Counterpoint (7 Years Later) - 20 Questions to Detect Fake Data Scientists
Erik on Software anniversary post #500.
Almost exactly seven years ago, I published what was for a long time one of my most popular posts: a counterpoint to a KDNuggets essay entitled "20 Questions to Detect Fake Data Scientists". The original essay to which I had reacted was making the rounds in some of the forums that I had been frequenting at that time, and it wasn't rubbing me the right way. The author had suggested 20 questions that were intended to help separate the real and the fake when it comes to data science, and the commentary that they had provided alongside their list didn't seem to provide any clarity.
In particular, they had made the following statement: "A 'real' data scientist knows how to apply mathematics, statistics, how to build and validate models using proper experimental designs. Having IT skills without statistics skills makes you a data scientist as much as it makes you a surgeon to know how to build a scalpel." My response to this statement hasn't changed: "What are 'IT skills', exactly?".

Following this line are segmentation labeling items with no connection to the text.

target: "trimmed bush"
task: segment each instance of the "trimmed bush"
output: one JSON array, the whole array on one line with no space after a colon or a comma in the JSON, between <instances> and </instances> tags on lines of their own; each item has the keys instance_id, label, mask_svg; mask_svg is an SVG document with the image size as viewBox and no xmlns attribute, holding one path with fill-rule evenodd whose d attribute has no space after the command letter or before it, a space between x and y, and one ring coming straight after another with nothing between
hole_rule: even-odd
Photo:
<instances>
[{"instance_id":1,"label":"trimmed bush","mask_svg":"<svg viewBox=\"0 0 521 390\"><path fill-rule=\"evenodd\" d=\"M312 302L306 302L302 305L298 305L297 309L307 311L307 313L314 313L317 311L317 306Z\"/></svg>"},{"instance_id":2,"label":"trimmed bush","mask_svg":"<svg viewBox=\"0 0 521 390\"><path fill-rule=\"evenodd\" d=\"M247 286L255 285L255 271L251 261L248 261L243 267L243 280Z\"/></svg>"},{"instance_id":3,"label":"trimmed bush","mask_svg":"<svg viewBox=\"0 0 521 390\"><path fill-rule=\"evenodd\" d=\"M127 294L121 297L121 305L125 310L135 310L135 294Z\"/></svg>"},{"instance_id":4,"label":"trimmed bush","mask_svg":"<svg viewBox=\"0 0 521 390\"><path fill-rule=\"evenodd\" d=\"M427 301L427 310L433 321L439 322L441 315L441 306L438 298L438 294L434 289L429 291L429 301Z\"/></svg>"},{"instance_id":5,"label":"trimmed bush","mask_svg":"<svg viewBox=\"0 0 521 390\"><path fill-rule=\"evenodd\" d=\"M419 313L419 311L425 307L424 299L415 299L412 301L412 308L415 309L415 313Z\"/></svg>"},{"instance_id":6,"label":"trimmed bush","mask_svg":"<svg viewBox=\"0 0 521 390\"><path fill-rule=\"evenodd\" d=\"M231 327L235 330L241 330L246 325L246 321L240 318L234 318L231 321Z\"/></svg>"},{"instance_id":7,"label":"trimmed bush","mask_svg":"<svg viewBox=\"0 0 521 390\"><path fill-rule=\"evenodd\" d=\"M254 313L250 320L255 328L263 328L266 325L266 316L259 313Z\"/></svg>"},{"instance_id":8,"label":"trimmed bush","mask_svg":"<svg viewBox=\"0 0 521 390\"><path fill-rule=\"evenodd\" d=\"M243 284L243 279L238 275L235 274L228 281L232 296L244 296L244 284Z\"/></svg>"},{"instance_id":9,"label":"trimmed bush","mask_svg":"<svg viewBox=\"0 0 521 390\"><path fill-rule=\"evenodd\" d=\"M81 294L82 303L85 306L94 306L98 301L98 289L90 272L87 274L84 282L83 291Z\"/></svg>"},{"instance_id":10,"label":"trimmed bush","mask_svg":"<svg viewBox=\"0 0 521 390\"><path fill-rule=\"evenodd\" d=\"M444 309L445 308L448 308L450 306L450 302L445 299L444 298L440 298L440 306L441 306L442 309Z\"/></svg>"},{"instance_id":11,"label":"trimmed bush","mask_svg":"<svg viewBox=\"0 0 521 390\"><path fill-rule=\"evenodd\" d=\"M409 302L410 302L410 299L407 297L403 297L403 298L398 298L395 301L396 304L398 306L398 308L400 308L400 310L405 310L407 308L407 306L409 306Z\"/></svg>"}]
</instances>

While many definitions of "data scientist" still exist, I commented that the best definition at the time was probably the one which originated from Josh Wills, Director of Data Science at Cloudera: "Person who is better at statistics than any software engineer and better at software engineering than any statistician." This definition is clean, emphasizing a combined need for the skills of both the software engineer and the statistician within a single individual, while also speaking to the relative scarcity of individuals who can fill this need.
Interestingly, KDNuggets published a follow-up to the original essay about a month ago, but instead of tackling the challenge to revisit the relevance of the editors' original questions and answers, the questions were instead submitted to ChatGPT, a chat-based interface which currently makes use of the GPT-3.5 large language model from OpenAI. If you're already familiar with my original post, you'll know that the intention of my (somewhat) tongue-in-cheek counterpoint was to tackle the software engineering side of data science. So of course I also felt compelled to submit to ChatGPT my counterpoint list of software engineering questions to detect fake data scientists. And what's this? The value of my questions was arguably made more pronounced in the process.